Following successful pilot efforts, DC3 announced in April that it was partnering with the Defense Counterintelligence and Security Agency to set up an official program called DIB-VDP that allows independent white-hat hackers to find and analyze vulnerabilities in companies and their systems so they can be addressed with the help of the Pentagon. Participation is free and voluntary for companies.
“Most of the DIB, some 200,000 companies, are small and medium-sized businesses. They are not equipped to defend themselves against advanced adversaries. And so the question becomes, how can we help them defend themselves? What can we provide to them? … And the answer is some form of cybersecurity as a service, usually focused on small to medium-sized companies, again, to provide capabilities that they would not be able to work with themselves,” Terry Kalka, director of the defense industrial base collaborative information sharing environment at DC3, said during remarks at CyberTalks on Wednesday.
“IBM did me a big favor the other month, and they updated their annual assessment of the cost to a company when there’s a data breach. This year, the average cost is $4.88 million. Every time we find a vulnerability, validate it, work with the company to get it fixed and validate the fix, we have blocked an adversarial approach, and we have saved them $4.8 million in response and recovery costs on average,” he said. “We’ve saved the defense industrial base this money, we’ve saved the American economy that money, we’ve saved DoD that money, because the reality is we’re going to pay for cybersecurity one way or another.”
In those terms, the agency has closed out enough vulnerabilities in the first six months of the program to save the DIB a potential $300 million, according to Kalka.

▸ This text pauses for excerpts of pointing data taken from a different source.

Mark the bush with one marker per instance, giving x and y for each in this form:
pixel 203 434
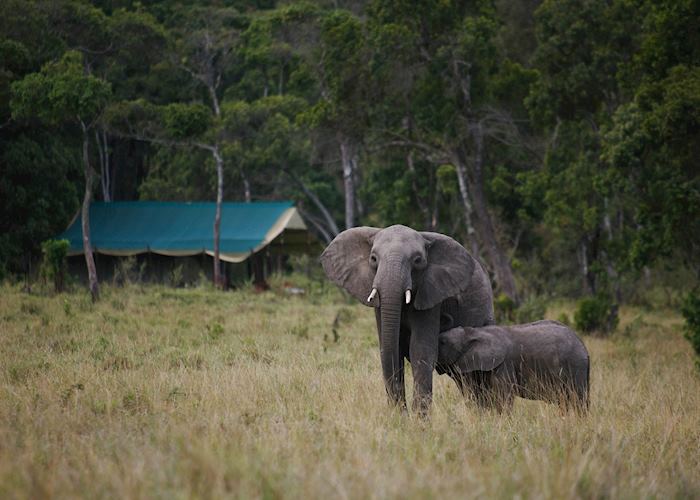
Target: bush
pixel 532 309
pixel 53 265
pixel 507 311
pixel 691 313
pixel 597 313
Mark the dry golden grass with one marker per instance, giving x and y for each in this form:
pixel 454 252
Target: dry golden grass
pixel 161 393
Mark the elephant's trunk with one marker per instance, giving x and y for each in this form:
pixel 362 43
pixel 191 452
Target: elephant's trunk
pixel 392 280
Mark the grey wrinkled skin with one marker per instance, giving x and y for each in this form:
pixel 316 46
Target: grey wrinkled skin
pixel 544 360
pixel 448 288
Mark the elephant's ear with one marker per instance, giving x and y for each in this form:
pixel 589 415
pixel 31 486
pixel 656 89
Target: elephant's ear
pixel 448 273
pixel 346 262
pixel 481 350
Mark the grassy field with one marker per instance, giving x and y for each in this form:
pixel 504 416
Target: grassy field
pixel 164 393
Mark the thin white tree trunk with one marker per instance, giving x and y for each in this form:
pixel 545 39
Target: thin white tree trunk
pixel 218 279
pixel 331 225
pixel 499 259
pixel 85 219
pixel 346 158
pixel 461 169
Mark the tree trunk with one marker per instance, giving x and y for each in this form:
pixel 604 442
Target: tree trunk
pixel 466 203
pixel 497 256
pixel 218 280
pixel 85 216
pixel 346 156
pixel 246 187
pixel 105 174
pixel 332 227
pixel 422 205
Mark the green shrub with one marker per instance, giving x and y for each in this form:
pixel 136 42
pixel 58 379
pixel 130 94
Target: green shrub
pixel 691 313
pixel 532 309
pixel 54 264
pixel 504 308
pixel 597 313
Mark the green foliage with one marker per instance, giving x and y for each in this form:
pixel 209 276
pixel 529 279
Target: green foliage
pixel 691 313
pixel 54 263
pixel 184 121
pixel 589 113
pixel 61 92
pixel 504 308
pixel 597 313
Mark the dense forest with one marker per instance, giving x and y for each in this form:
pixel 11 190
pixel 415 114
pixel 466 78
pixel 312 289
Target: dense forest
pixel 558 139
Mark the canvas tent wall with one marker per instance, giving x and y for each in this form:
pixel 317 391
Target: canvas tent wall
pixel 148 230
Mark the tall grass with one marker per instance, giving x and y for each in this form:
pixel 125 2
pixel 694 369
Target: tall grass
pixel 162 393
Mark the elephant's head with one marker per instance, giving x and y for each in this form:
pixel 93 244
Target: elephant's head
pixel 465 350
pixel 396 266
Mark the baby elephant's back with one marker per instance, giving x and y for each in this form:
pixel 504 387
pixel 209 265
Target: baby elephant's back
pixel 550 349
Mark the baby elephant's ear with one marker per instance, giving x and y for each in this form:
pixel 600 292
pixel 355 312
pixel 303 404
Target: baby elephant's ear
pixel 346 262
pixel 482 350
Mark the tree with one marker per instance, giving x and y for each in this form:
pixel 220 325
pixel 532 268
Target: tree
pixel 65 92
pixel 435 64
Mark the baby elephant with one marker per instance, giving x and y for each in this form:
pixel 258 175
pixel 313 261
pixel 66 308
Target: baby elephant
pixel 543 360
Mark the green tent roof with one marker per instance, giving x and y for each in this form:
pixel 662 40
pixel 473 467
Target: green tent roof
pixel 181 228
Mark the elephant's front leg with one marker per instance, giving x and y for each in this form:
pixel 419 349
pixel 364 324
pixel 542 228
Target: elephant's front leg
pixel 423 351
pixel 395 390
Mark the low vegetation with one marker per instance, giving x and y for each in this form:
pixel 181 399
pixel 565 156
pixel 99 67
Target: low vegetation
pixel 178 393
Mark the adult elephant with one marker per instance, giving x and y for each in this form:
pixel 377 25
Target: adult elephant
pixel 413 280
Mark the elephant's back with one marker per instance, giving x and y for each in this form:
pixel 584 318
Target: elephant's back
pixel 474 306
pixel 551 342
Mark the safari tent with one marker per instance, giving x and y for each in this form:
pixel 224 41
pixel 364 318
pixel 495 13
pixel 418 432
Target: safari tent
pixel 174 241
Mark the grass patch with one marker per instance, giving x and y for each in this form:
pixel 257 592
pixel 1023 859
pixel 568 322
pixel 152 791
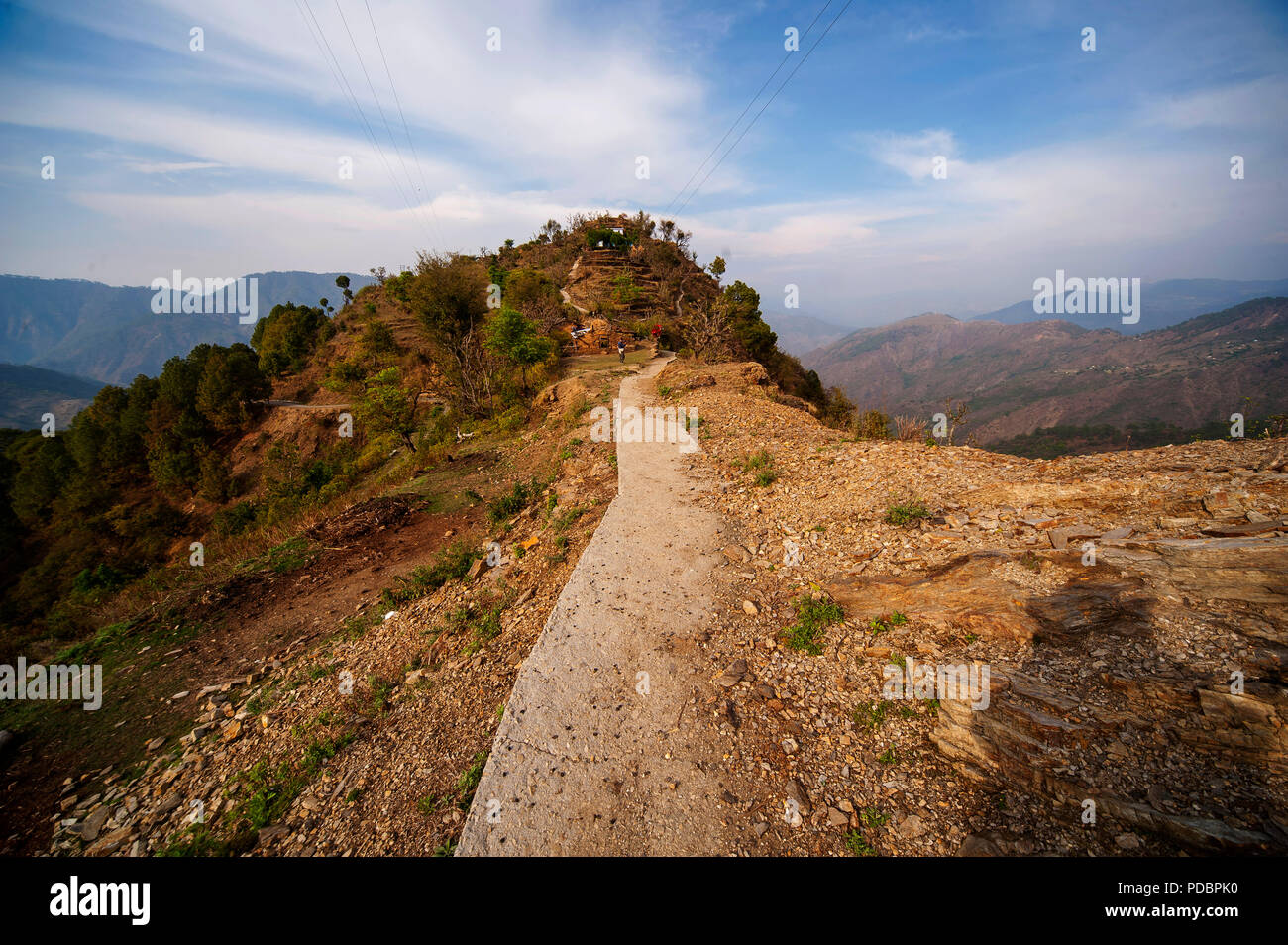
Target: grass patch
pixel 451 563
pixel 520 496
pixel 858 845
pixel 870 716
pixel 907 512
pixel 887 622
pixel 812 617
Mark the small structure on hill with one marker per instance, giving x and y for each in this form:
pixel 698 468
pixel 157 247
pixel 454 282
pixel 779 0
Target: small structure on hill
pixel 595 336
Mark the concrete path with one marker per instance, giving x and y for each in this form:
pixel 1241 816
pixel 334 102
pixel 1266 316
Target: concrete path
pixel 584 761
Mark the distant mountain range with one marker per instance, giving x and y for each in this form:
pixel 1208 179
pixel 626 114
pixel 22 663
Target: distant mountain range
pixel 803 334
pixel 27 393
pixel 110 334
pixel 1162 304
pixel 1019 377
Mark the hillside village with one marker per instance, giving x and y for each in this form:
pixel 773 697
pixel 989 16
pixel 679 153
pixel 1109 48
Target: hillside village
pixel 359 662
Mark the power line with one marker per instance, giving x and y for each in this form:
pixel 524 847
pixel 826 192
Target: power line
pixel 765 106
pixel 346 89
pixel 415 158
pixel 381 110
pixel 698 168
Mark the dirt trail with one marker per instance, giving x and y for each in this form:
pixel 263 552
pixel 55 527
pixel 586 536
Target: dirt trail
pixel 584 761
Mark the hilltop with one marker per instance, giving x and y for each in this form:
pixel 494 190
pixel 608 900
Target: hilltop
pixel 1020 377
pixel 352 644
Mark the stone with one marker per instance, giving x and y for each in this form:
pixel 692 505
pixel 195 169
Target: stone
pixel 911 827
pixel 797 791
pixel 733 674
pixel 93 824
pixel 978 846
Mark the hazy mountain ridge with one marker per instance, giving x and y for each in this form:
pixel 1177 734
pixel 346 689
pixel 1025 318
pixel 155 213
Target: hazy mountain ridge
pixel 1163 304
pixel 27 391
pixel 803 334
pixel 1019 377
pixel 110 332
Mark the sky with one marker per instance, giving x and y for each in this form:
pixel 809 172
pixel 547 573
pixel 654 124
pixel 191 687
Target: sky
pixel 220 153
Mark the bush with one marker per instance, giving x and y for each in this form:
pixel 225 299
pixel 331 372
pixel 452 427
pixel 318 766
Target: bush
pixel 906 512
pixel 872 425
pixel 519 497
pixel 812 615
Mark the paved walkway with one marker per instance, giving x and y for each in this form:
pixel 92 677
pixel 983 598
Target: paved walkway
pixel 584 763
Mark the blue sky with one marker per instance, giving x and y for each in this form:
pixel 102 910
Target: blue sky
pixel 226 159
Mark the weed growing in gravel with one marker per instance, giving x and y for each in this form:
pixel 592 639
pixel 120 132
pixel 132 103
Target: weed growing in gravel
pixel 520 496
pixel 290 555
pixel 871 817
pixel 870 716
pixel 812 615
pixel 906 512
pixel 322 750
pixel 451 563
pixel 380 691
pixel 469 781
pixel 880 625
pixel 858 845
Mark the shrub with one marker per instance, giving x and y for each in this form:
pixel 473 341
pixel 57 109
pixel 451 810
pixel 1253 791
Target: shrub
pixel 872 425
pixel 812 615
pixel 906 512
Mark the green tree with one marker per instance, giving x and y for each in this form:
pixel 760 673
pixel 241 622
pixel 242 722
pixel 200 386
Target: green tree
pixel 287 336
pixel 716 267
pixel 386 406
pixel 516 339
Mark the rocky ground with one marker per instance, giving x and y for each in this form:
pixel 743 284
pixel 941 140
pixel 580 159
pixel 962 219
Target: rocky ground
pixel 1129 609
pixel 1112 597
pixel 338 722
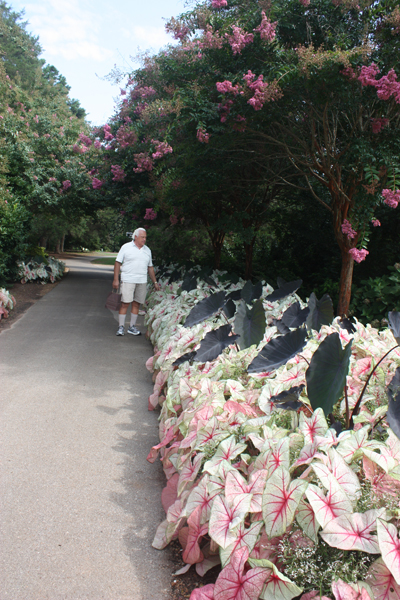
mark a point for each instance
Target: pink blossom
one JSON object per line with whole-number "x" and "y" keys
{"x": 267, "y": 29}
{"x": 348, "y": 230}
{"x": 358, "y": 255}
{"x": 118, "y": 173}
{"x": 226, "y": 86}
{"x": 150, "y": 214}
{"x": 238, "y": 39}
{"x": 391, "y": 198}
{"x": 202, "y": 136}
{"x": 378, "y": 124}
{"x": 97, "y": 183}
{"x": 144, "y": 162}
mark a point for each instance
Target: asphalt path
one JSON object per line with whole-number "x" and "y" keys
{"x": 79, "y": 502}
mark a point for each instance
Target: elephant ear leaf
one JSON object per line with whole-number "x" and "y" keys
{"x": 278, "y": 351}
{"x": 295, "y": 316}
{"x": 326, "y": 375}
{"x": 189, "y": 284}
{"x": 321, "y": 312}
{"x": 250, "y": 324}
{"x": 285, "y": 290}
{"x": 205, "y": 308}
{"x": 394, "y": 324}
{"x": 229, "y": 309}
{"x": 214, "y": 343}
{"x": 251, "y": 292}
{"x": 393, "y": 412}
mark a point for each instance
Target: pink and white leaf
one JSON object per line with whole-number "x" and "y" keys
{"x": 234, "y": 583}
{"x": 353, "y": 531}
{"x": 204, "y": 593}
{"x": 280, "y": 500}
{"x": 328, "y": 507}
{"x": 305, "y": 517}
{"x": 277, "y": 586}
{"x": 226, "y": 518}
{"x": 246, "y": 538}
{"x": 382, "y": 582}
{"x": 389, "y": 545}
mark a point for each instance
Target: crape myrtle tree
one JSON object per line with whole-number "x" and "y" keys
{"x": 323, "y": 90}
{"x": 44, "y": 183}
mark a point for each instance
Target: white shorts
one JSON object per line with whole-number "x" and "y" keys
{"x": 133, "y": 292}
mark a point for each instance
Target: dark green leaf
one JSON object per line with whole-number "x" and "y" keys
{"x": 394, "y": 324}
{"x": 278, "y": 351}
{"x": 205, "y": 308}
{"x": 326, "y": 375}
{"x": 321, "y": 312}
{"x": 295, "y": 316}
{"x": 287, "y": 288}
{"x": 393, "y": 412}
{"x": 251, "y": 292}
{"x": 229, "y": 309}
{"x": 214, "y": 343}
{"x": 250, "y": 324}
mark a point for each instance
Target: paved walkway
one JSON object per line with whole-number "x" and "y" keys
{"x": 79, "y": 502}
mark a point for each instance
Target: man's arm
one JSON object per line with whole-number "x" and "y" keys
{"x": 117, "y": 268}
{"x": 153, "y": 278}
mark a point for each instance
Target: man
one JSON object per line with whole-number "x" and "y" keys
{"x": 134, "y": 262}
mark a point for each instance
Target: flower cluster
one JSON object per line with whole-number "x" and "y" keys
{"x": 97, "y": 183}
{"x": 391, "y": 198}
{"x": 239, "y": 39}
{"x": 118, "y": 173}
{"x": 266, "y": 29}
{"x": 150, "y": 214}
{"x": 162, "y": 148}
{"x": 358, "y": 255}
{"x": 203, "y": 136}
{"x": 378, "y": 124}
{"x": 143, "y": 161}
{"x": 348, "y": 230}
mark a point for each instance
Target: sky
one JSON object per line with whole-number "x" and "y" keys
{"x": 85, "y": 39}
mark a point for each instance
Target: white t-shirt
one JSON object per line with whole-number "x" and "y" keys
{"x": 134, "y": 263}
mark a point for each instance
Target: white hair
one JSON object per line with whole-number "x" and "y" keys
{"x": 137, "y": 231}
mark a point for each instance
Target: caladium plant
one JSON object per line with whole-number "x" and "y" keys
{"x": 247, "y": 476}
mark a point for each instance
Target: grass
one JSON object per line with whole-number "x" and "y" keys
{"x": 107, "y": 260}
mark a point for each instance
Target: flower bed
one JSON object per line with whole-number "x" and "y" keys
{"x": 51, "y": 270}
{"x": 259, "y": 482}
{"x": 7, "y": 303}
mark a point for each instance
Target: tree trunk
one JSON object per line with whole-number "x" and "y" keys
{"x": 346, "y": 278}
{"x": 249, "y": 248}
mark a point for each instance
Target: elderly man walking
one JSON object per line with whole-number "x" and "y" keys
{"x": 134, "y": 263}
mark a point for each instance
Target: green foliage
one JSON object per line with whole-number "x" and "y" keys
{"x": 373, "y": 298}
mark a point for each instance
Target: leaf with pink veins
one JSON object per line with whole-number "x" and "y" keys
{"x": 382, "y": 582}
{"x": 234, "y": 583}
{"x": 314, "y": 426}
{"x": 192, "y": 553}
{"x": 204, "y": 593}
{"x": 226, "y": 517}
{"x": 353, "y": 531}
{"x": 246, "y": 538}
{"x": 277, "y": 586}
{"x": 280, "y": 500}
{"x": 389, "y": 545}
{"x": 334, "y": 504}
{"x": 305, "y": 517}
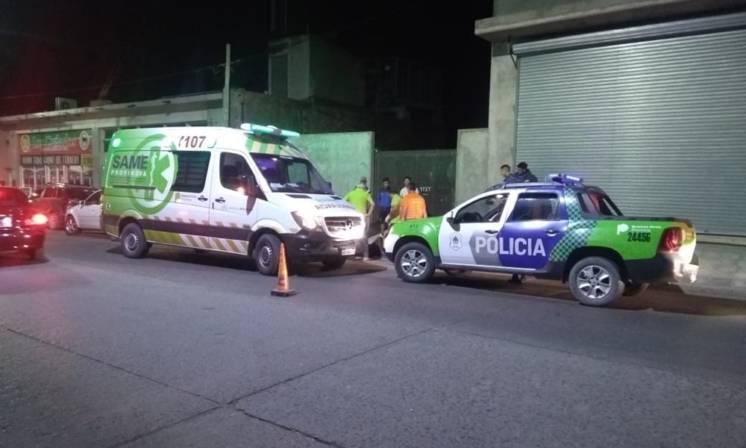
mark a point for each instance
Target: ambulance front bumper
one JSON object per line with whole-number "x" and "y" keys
{"x": 314, "y": 246}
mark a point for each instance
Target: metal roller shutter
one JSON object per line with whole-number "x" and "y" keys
{"x": 659, "y": 124}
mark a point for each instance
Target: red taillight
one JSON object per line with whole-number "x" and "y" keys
{"x": 672, "y": 239}
{"x": 37, "y": 220}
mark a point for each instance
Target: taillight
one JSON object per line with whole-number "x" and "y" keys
{"x": 672, "y": 239}
{"x": 36, "y": 220}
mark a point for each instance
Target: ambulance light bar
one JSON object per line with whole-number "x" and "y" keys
{"x": 268, "y": 130}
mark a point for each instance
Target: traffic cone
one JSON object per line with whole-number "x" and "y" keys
{"x": 283, "y": 284}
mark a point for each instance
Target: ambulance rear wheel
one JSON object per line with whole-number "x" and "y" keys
{"x": 134, "y": 244}
{"x": 267, "y": 254}
{"x": 595, "y": 281}
{"x": 414, "y": 263}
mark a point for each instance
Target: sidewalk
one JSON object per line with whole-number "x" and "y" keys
{"x": 722, "y": 272}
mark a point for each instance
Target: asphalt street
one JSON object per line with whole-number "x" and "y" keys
{"x": 190, "y": 350}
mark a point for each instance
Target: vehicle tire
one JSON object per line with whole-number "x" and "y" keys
{"x": 71, "y": 226}
{"x": 333, "y": 263}
{"x": 414, "y": 263}
{"x": 267, "y": 254}
{"x": 134, "y": 244}
{"x": 595, "y": 281}
{"x": 635, "y": 289}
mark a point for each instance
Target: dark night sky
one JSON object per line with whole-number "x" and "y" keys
{"x": 160, "y": 48}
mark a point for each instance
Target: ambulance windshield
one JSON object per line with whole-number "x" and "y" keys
{"x": 286, "y": 174}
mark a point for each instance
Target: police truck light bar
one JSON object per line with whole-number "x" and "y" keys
{"x": 268, "y": 130}
{"x": 565, "y": 179}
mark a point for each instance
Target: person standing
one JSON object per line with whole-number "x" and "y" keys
{"x": 362, "y": 201}
{"x": 413, "y": 205}
{"x": 383, "y": 200}
{"x": 506, "y": 175}
{"x": 523, "y": 174}
{"x": 405, "y": 189}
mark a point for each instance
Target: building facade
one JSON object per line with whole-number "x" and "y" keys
{"x": 645, "y": 98}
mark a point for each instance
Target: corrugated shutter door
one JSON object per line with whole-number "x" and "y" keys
{"x": 659, "y": 124}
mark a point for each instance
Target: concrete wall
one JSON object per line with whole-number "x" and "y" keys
{"x": 299, "y": 71}
{"x": 7, "y": 165}
{"x": 509, "y": 11}
{"x": 472, "y": 168}
{"x": 502, "y": 115}
{"x": 342, "y": 158}
{"x": 336, "y": 75}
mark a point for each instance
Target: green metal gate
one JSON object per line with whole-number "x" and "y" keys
{"x": 433, "y": 170}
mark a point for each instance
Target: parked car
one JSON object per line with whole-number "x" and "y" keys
{"x": 562, "y": 229}
{"x": 21, "y": 227}
{"x": 54, "y": 200}
{"x": 84, "y": 215}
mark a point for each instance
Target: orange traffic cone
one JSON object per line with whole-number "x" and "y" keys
{"x": 283, "y": 284}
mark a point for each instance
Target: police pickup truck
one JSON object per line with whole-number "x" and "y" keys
{"x": 561, "y": 229}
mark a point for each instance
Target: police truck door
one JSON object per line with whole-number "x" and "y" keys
{"x": 534, "y": 227}
{"x": 469, "y": 238}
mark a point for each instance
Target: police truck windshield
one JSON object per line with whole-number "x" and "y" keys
{"x": 286, "y": 174}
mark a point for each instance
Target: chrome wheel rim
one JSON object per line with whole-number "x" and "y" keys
{"x": 594, "y": 282}
{"x": 413, "y": 263}
{"x": 265, "y": 255}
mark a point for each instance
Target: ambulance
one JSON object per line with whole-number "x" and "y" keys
{"x": 237, "y": 191}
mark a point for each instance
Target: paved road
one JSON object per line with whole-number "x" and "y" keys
{"x": 180, "y": 350}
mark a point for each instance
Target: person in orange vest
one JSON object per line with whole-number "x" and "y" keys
{"x": 412, "y": 205}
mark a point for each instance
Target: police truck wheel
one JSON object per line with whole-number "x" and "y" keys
{"x": 332, "y": 263}
{"x": 267, "y": 254}
{"x": 595, "y": 281}
{"x": 134, "y": 244}
{"x": 414, "y": 263}
{"x": 71, "y": 227}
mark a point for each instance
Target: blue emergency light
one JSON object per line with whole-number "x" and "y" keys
{"x": 268, "y": 130}
{"x": 564, "y": 179}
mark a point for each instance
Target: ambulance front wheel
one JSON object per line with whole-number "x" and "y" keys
{"x": 414, "y": 263}
{"x": 267, "y": 254}
{"x": 134, "y": 244}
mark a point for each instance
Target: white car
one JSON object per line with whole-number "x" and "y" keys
{"x": 85, "y": 215}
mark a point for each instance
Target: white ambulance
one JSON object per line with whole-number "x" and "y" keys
{"x": 242, "y": 191}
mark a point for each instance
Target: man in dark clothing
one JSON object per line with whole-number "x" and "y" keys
{"x": 506, "y": 175}
{"x": 523, "y": 174}
{"x": 383, "y": 200}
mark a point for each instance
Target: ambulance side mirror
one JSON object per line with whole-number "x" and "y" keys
{"x": 453, "y": 223}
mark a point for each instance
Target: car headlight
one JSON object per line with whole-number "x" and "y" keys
{"x": 306, "y": 220}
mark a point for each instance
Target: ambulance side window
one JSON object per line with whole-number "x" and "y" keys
{"x": 536, "y": 207}
{"x": 191, "y": 171}
{"x": 235, "y": 174}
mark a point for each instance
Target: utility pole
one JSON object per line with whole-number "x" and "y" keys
{"x": 227, "y": 87}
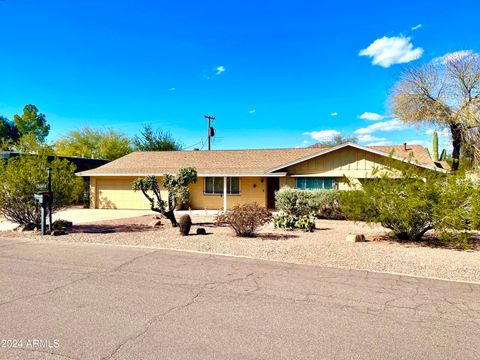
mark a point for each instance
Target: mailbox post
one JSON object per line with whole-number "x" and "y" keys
{"x": 45, "y": 199}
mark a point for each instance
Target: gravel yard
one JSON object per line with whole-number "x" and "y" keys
{"x": 326, "y": 246}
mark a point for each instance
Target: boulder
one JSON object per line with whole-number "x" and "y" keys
{"x": 201, "y": 231}
{"x": 355, "y": 238}
{"x": 156, "y": 223}
{"x": 27, "y": 227}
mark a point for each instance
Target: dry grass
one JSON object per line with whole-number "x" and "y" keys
{"x": 326, "y": 246}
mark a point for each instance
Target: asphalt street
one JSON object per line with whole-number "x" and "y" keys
{"x": 79, "y": 301}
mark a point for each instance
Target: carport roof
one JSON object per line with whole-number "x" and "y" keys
{"x": 257, "y": 162}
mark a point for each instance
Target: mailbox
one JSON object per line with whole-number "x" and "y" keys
{"x": 43, "y": 198}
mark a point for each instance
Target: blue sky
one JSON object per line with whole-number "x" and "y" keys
{"x": 274, "y": 73}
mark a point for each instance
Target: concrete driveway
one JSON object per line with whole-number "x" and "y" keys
{"x": 100, "y": 302}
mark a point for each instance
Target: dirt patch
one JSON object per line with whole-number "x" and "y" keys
{"x": 325, "y": 246}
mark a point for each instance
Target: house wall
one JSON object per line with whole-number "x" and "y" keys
{"x": 252, "y": 189}
{"x": 351, "y": 163}
{"x": 117, "y": 193}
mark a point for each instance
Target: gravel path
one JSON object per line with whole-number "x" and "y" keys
{"x": 326, "y": 246}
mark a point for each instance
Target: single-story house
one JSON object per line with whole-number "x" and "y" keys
{"x": 230, "y": 177}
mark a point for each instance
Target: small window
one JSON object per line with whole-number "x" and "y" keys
{"x": 314, "y": 183}
{"x": 214, "y": 185}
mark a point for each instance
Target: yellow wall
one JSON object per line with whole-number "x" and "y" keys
{"x": 117, "y": 193}
{"x": 252, "y": 189}
{"x": 355, "y": 164}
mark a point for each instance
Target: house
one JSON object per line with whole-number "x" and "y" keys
{"x": 230, "y": 177}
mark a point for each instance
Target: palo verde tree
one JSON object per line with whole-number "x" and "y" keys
{"x": 445, "y": 92}
{"x": 32, "y": 122}
{"x": 20, "y": 178}
{"x": 93, "y": 143}
{"x": 177, "y": 187}
{"x": 155, "y": 140}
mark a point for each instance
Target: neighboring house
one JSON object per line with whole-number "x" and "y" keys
{"x": 230, "y": 177}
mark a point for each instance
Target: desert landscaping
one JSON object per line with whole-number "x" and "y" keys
{"x": 325, "y": 246}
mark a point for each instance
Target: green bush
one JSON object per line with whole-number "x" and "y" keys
{"x": 296, "y": 202}
{"x": 415, "y": 203}
{"x": 19, "y": 179}
{"x": 245, "y": 219}
{"x": 185, "y": 224}
{"x": 290, "y": 222}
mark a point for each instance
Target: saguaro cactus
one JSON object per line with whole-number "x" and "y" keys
{"x": 435, "y": 146}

He later told DefenseScoop that roughly 62 vulnerabilities have already been closed out and there are about 160 more currently in the queue for fixes.
“Meanwhile, we’re bringing more companies into the program, finding more vulnerabilities. And so it’s a virtual circle of mitigation,” he said on the sidelines of the conference.
Officials are working to counter a variety of malicious cyber activities.
“Phishing is always a constant threat, but I think we’re seeing phishing more as an interrupter to operations, like part of ransomware. The more prevalent threats in the last year have to do with actual exploitation and exfiltration of data. And what that indicates to me is that phishing is still effective but it’s not necessarily the most effective attack vector anymore. And so we really need to work on closing vulnerabilities, patching systems and through CISA’s leadership, secure by design, because that’s how we’re going to block adversarial attacks,” Kalka told DefenseScoop.
Countries like China, Russia, North Korea and Iran are affecting critical infrastructure, he said.
“We’re seeing threats from all over the world, including domestic IP addresses. And that’s the tricky thing, is that in the immediate incident response, attribution to a nation-state or to a criminal organization is a second- or third-order effort. Our primary focus is: Where did it come from? How do we stop it? How do we figure out what damage might have been done to DOD information? And so, as you know, you can borrow an IP address from just about anywhere. So we see a global range of threats,” Kalka said.